[swift-evolution] SE-0025: Scoped Access Level, next steps

Ilya Belenkiy ilya.belenkiy at gmail.com
Mon Mar 28 17:05:53 CDT 2016

Ok, I guess I never used nested types much in C++. If this is standard, I
don't want to change it. I'll revert back to the pure "scoped" meaning.
Thank you, this was very useful.

On Mon, Mar 28, 2016 at 4:30 PM Jordan Rose <jordan_rose at apple.com> wrote:

> On Mar 28, 2016, at 11:40, Ilya Belenkiy <ilya.belenkiy at gmail.com> wrote:
> > I *still* don't understand your reasoning here. If a private member can
> be used in a member function, and in closures inside that member function,
> why can't it be used in a member type?
> The simplest answer is that it's the most private access level, and also
> one that doesn't create any confusion. We already discussed several times
> here whether inner should have access to outer or the other way around.
> With this design, the answer is neither.

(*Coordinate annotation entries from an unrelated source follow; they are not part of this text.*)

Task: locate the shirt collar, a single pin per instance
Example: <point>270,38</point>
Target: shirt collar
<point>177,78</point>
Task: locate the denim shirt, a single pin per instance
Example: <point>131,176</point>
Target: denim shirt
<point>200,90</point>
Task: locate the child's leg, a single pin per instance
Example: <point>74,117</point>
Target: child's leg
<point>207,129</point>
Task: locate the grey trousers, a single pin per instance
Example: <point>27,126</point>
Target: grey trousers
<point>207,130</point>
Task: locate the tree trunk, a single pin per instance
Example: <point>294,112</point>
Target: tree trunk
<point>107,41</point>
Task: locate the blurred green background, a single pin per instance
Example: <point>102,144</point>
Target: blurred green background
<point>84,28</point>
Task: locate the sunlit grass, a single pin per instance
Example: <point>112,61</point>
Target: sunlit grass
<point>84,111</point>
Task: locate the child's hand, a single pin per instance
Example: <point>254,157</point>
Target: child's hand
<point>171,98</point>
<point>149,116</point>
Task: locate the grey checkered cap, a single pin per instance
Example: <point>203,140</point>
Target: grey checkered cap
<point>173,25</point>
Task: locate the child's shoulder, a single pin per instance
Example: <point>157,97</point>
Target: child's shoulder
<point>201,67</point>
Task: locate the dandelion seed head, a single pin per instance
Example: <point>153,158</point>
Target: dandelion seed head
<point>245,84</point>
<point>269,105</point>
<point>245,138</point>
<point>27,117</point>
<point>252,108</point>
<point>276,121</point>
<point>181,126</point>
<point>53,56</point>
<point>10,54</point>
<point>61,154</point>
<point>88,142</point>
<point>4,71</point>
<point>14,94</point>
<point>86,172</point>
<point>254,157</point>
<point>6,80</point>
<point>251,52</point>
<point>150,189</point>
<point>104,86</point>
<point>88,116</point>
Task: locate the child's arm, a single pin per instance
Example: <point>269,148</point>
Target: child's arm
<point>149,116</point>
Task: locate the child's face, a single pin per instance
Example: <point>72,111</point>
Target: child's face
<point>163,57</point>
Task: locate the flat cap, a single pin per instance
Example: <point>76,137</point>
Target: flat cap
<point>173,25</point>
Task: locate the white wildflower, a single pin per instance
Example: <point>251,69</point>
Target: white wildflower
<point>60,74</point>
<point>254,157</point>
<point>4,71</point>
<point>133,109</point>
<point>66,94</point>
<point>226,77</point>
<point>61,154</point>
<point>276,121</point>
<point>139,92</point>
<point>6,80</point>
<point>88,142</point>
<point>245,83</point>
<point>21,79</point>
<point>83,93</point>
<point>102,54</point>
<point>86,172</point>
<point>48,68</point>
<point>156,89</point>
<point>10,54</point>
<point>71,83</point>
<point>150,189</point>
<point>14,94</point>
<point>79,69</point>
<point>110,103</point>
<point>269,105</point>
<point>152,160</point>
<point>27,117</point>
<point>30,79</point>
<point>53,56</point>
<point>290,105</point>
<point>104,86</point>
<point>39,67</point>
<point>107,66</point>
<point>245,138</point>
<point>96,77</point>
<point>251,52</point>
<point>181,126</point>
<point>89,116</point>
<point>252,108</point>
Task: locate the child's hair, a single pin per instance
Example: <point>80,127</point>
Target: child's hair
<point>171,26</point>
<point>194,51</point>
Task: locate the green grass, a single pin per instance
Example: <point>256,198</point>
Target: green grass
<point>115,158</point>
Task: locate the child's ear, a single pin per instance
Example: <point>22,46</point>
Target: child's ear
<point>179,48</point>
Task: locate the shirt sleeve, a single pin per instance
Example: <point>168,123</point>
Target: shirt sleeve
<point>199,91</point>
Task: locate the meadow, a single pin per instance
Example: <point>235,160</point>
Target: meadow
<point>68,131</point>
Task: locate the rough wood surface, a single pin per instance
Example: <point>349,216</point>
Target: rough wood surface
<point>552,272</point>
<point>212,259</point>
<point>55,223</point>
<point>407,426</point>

> A longer answer is that if you move a function into a type and make it a
> member function, you change the semantics. It's no longer the same
> function. If you move the type inside another type, the semantics is the
> same. The only difference is that we get shorter names. Also, if you move a
> function to be a member function, that changes the class API. If you move a
> class to become a nested class, that does not change the outer class API.

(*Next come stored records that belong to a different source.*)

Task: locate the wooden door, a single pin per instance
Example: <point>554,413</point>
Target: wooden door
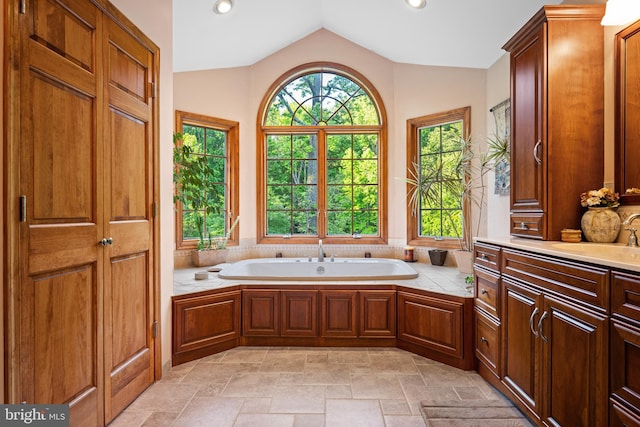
<point>527,124</point>
<point>575,364</point>
<point>522,309</point>
<point>60,287</point>
<point>82,129</point>
<point>128,219</point>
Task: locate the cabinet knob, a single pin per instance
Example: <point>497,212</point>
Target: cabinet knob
<point>533,331</point>
<point>535,152</point>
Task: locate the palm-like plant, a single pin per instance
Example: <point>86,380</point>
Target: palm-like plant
<point>194,188</point>
<point>462,176</point>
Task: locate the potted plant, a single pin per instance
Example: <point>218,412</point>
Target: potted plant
<point>464,177</point>
<point>198,194</point>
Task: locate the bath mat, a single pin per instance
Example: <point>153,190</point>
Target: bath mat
<point>467,413</point>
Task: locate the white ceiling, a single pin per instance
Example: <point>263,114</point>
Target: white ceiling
<point>460,33</point>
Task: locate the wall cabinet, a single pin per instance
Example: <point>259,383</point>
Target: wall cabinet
<point>557,107</point>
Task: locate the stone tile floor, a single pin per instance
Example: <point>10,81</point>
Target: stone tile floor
<point>290,386</point>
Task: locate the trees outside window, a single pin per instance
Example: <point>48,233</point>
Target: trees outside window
<point>213,144</point>
<point>322,158</point>
<point>435,161</point>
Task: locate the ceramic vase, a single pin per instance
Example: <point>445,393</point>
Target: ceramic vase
<point>600,225</point>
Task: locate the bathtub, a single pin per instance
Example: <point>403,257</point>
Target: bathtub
<point>302,269</point>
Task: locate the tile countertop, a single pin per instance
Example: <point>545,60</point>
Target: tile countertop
<point>444,280</point>
<point>615,255</point>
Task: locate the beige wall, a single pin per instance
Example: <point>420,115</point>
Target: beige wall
<point>498,89</point>
<point>407,91</point>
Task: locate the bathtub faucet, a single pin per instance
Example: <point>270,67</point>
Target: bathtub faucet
<point>320,251</point>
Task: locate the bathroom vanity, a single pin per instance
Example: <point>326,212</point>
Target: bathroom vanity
<point>557,329</point>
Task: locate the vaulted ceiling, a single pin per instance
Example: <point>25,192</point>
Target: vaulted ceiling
<point>459,33</point>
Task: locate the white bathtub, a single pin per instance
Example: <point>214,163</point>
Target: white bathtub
<point>303,269</point>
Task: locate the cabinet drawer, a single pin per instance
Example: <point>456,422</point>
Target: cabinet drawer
<point>622,417</point>
<point>487,256</point>
<point>530,224</point>
<point>582,282</point>
<point>625,295</point>
<point>487,339</point>
<point>487,291</point>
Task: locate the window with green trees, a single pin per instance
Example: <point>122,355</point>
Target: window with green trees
<point>435,160</point>
<point>209,146</point>
<point>322,155</point>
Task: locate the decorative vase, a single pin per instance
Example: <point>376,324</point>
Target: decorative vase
<point>208,257</point>
<point>437,256</point>
<point>464,261</point>
<point>600,224</point>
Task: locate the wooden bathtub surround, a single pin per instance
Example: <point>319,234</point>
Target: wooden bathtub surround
<point>430,324</point>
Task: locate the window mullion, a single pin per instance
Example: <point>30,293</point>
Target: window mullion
<point>322,184</point>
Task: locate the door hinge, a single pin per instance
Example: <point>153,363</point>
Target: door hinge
<point>23,208</point>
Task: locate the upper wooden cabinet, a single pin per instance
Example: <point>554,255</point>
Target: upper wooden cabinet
<point>557,118</point>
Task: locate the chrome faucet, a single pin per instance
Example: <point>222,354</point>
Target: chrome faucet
<point>320,251</point>
<point>633,239</point>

> Both classes can be used the same way but with different spelling of the
> name of the inner class.
> Also, I think that the terminology of access level really comes from OOP.

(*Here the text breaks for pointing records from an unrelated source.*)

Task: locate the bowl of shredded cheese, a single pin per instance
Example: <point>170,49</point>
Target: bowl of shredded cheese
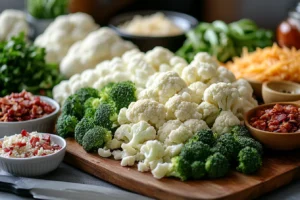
<point>148,29</point>
<point>31,154</point>
<point>268,64</point>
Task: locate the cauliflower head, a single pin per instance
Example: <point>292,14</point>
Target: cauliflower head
<point>146,110</point>
<point>161,86</point>
<point>222,95</point>
<point>182,108</point>
<point>61,34</point>
<point>246,99</point>
<point>12,23</point>
<point>153,152</point>
<point>175,132</point>
<point>100,45</point>
<point>209,112</point>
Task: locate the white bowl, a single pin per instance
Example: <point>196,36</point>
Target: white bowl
<point>35,166</point>
<point>44,124</point>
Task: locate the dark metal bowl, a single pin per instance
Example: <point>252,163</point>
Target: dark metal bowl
<point>145,43</point>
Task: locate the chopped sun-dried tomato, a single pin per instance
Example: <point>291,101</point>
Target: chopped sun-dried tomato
<point>280,118</point>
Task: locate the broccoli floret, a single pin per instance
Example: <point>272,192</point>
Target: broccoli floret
<point>92,103</point>
<point>250,142</point>
<point>73,106</point>
<point>85,93</point>
<point>181,168</point>
<point>122,93</point>
<point>106,116</point>
<point>228,146</point>
<point>216,166</point>
<point>89,114</point>
<point>95,138</point>
<point>81,128</point>
<point>206,136</point>
<point>240,130</point>
<point>198,170</point>
<point>90,107</point>
<point>195,151</point>
<point>249,160</point>
<point>66,125</point>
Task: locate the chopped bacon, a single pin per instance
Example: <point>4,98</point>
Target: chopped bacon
<point>280,118</point>
<point>34,140</point>
<point>24,133</point>
<point>23,106</point>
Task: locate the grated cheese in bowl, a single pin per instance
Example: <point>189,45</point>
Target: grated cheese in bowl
<point>26,145</point>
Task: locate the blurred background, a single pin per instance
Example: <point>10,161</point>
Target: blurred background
<point>266,13</point>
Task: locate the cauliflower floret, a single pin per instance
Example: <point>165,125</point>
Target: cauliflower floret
<point>224,121</point>
<point>199,71</point>
<point>206,58</point>
<point>172,151</point>
<point>111,78</point>
<point>141,132</point>
<point>61,34</point>
<point>147,110</point>
<point>104,152</point>
<point>61,91</point>
<point>180,107</point>
<point>225,75</point>
<point>163,86</point>
<point>118,154</point>
<point>12,23</point>
<point>198,88</point>
<point>98,46</point>
<point>222,95</point>
<point>173,132</point>
<point>128,161</point>
<point>209,112</point>
<point>178,64</point>
<point>114,144</point>
<point>153,152</point>
<point>246,99</point>
<point>140,70</point>
<point>158,56</point>
<point>161,170</point>
<point>195,125</point>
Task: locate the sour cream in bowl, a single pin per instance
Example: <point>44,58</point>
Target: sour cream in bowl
<point>31,154</point>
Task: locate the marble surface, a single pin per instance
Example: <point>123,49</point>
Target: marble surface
<point>68,173</point>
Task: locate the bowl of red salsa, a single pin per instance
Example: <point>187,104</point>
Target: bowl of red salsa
<point>24,110</point>
<point>276,125</point>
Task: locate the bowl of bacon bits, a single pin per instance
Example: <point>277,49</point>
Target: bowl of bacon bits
<point>23,110</point>
<point>31,154</point>
<point>276,125</point>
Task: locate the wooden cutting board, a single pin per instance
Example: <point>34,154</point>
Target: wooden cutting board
<point>278,169</point>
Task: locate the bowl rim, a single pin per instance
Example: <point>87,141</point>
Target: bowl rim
<point>112,23</point>
<point>247,116</point>
<point>39,157</point>
<point>48,100</point>
<point>266,87</point>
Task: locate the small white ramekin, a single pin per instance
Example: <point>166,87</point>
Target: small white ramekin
<point>44,124</point>
<point>35,166</point>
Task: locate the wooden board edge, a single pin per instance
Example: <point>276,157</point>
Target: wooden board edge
<point>79,163</point>
<point>249,193</point>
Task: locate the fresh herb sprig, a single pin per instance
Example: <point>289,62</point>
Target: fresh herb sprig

> The problem with the current state of things is that it mixes this
> terminology with export levels. This proposal makes "private" mean what it
> means in OOP and extends it so that it makes sense with Swift extensions.
> If we were talking about "scoped" level access, the immediate scope
> addition would be wrong. But if we are talking about "private", it's a
> different matter.
> I don't buy this argument. Before Swift, there have been plenty of OO
> languages with extensions and plenty with access control, but no major ones
> with both except Ruby (discounting Objective-C's @private instance
> variables). And, ignoring extensions, the behavior of 'private' in all of
> these languages is to include access from member types:
> - C++: yes
> - Java: yes
> - C#: yes
> - Ruby: no, but even the outer class can't invoke private methods on a
> different instance of itself
> - D: yes, but D's "private" is closer to Swift's current "private" than
> anything else
> - Kotlin: yes
> - Scala, Python, Go, Rust, Objective-C, Smalltalk: either no access
> control or no nested types, AFAICT
> So "private" in these languages doesn't seem to mean "restricted to this
> type", and that shouldn't be considered the "obvious" meaning when several
> of us have considered it decidedly non-obvious.
> Best,
> Jordan
> P.S. "If you move the type inside another type, the semantics is the
> same." This already isn't true if the new member type is used to satisfy a
> protocol requirement (which, because of retroactive modeling, counts as
> "changing the class's API"), but it especially won't be true if/when we
> start allowing member types inside generic types. In that case, the inner
> type now has extra generic parameterization that it wouldn't have had
> before.
> P.S. Extensions do make things a little more complicated, but again,
> there's almost no precedent here, and pretty much everyone agrees that this
> new scope-private access level shouldn't give access to extensions. That
> also means there's an option to keep yourself from accidentally accessing
> scope-private members in a member type: put the member type in an extension.